Starlink Connectivity Brings AI Workloads Offshore
Panthalassa is not attempting to transmit electricity back toward coastal infrastructure. Instead, the company plans to process AI inference workloads directly at sea. User queries would reach offshore nodes through SpaceX’s Starlink satellite network, while generated inference tokens would return using the same pathway.
That distinction matters strategically. Many offshore renewable projects fail because undersea transmission infrastructure becomes prohibitively expensive and operationally difficult to maintain. Panthalassa removes that dependency by relocating computation directly beside the energy source.
The company argues waves offer a unique advantage compared to intermittent renewable systems. Ocean wave activity persists even after wind conditions shift, creating a more continuous energy profile for long-duration compute operations. As a result, Panthalassa sees wave-powered AI infrastructure as a future complement to terrestrial hyperscale deployments rather than a niche experimental platform.
“The future demands more compute than we can imagine,” said Peter Thiel. “Extra-terrestrial solutions are no longer science fiction. Panthalassa has opened the ocean frontier.”
Investor enthusiasm surrounding the company reflects how aggressively capital markets are now searching for alternative energy pathways tied to AI growth. Power access has evolved from a utility issue into a strategic competitive advantage for cloud providers, chip companies, and sovereign infrastructure planners.
John Doerr, one of Silicon Valley’s most influential early technology investors, also positioned Panthalassa’s platform within a larger geopolitical context.
“It is a triple win: workers benefit, communities benefit, and we gain a strategic asset that strengthens American technological leadership,” Doerr added.
Ocean Conditions Remain the Industry’s Hardest Barrier
Despite the momentum, Panthalassa still faces an engineering challenge that has defeated numerous ocean energy ventures before it. Building successful prototypes is one hurdle. Operating and maintaining massive offshore fleets across hostile marine environments is another entirely.
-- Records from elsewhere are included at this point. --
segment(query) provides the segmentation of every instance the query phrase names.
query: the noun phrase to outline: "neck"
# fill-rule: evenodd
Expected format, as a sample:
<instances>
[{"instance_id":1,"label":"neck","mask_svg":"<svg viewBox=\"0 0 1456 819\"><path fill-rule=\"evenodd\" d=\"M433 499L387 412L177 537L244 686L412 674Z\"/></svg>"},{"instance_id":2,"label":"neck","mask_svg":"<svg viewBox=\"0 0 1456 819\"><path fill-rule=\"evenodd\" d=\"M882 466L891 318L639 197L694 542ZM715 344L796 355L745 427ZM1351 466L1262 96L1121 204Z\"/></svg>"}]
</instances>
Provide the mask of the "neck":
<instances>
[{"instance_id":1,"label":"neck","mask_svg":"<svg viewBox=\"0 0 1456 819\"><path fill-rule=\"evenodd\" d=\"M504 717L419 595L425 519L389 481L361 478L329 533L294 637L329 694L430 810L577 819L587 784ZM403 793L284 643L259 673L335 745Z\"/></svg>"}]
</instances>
The company previously demonstrated Ocean-1, Ocean-2, and Wavehopper prototypes between 2021 and 2024. Panthalassa now plans to deploy its Ocean-3 pilot nodes in the northern Pacific later this year, with commercial-scale deployments targeted for 2027. However, scaling toward hundreds or thousands of floating compute systems introduces logistical complexity few technology companies have confronted before.
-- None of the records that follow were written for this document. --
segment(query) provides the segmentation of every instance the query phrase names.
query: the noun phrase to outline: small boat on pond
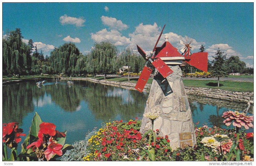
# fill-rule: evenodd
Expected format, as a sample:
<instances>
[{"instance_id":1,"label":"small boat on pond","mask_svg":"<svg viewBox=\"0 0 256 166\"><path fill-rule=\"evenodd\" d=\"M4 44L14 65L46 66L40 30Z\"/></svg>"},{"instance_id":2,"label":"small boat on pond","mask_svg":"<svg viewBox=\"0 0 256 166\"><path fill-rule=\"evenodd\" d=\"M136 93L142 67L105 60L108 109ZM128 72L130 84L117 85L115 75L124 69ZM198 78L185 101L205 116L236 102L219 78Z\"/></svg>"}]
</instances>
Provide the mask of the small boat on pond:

Saltwater corrosion continuously degrades exposed infrastructure. Marine biofouling impacts operational efficiency and maintenance cycles. Storm systems create unpredictable structural stress across long-duration deployments in open waters. These problems remain constant realities for every marine industrial platform operating far from shore-based support systems.
Panthalassa’s manufacturing model attempts to counter some of those concerns through simplicity and material choice. The company says its systems rely heavily on steel and earth-abundant materials supported by mature global supply chains. That decision could help accelerate manufacturing throughput if commercial deployment begins successfully.
Still, physics remains the final gatekeeper for offshore infrastructure ambitions. Capital can accelerate factory construction and deployment schedules, yet the ocean rarely tolerates engineering shortcuts. Panthalassa now enters the phase where its vision must survive not only investor enthusiasm, but also the relentless operational demands of the open sea.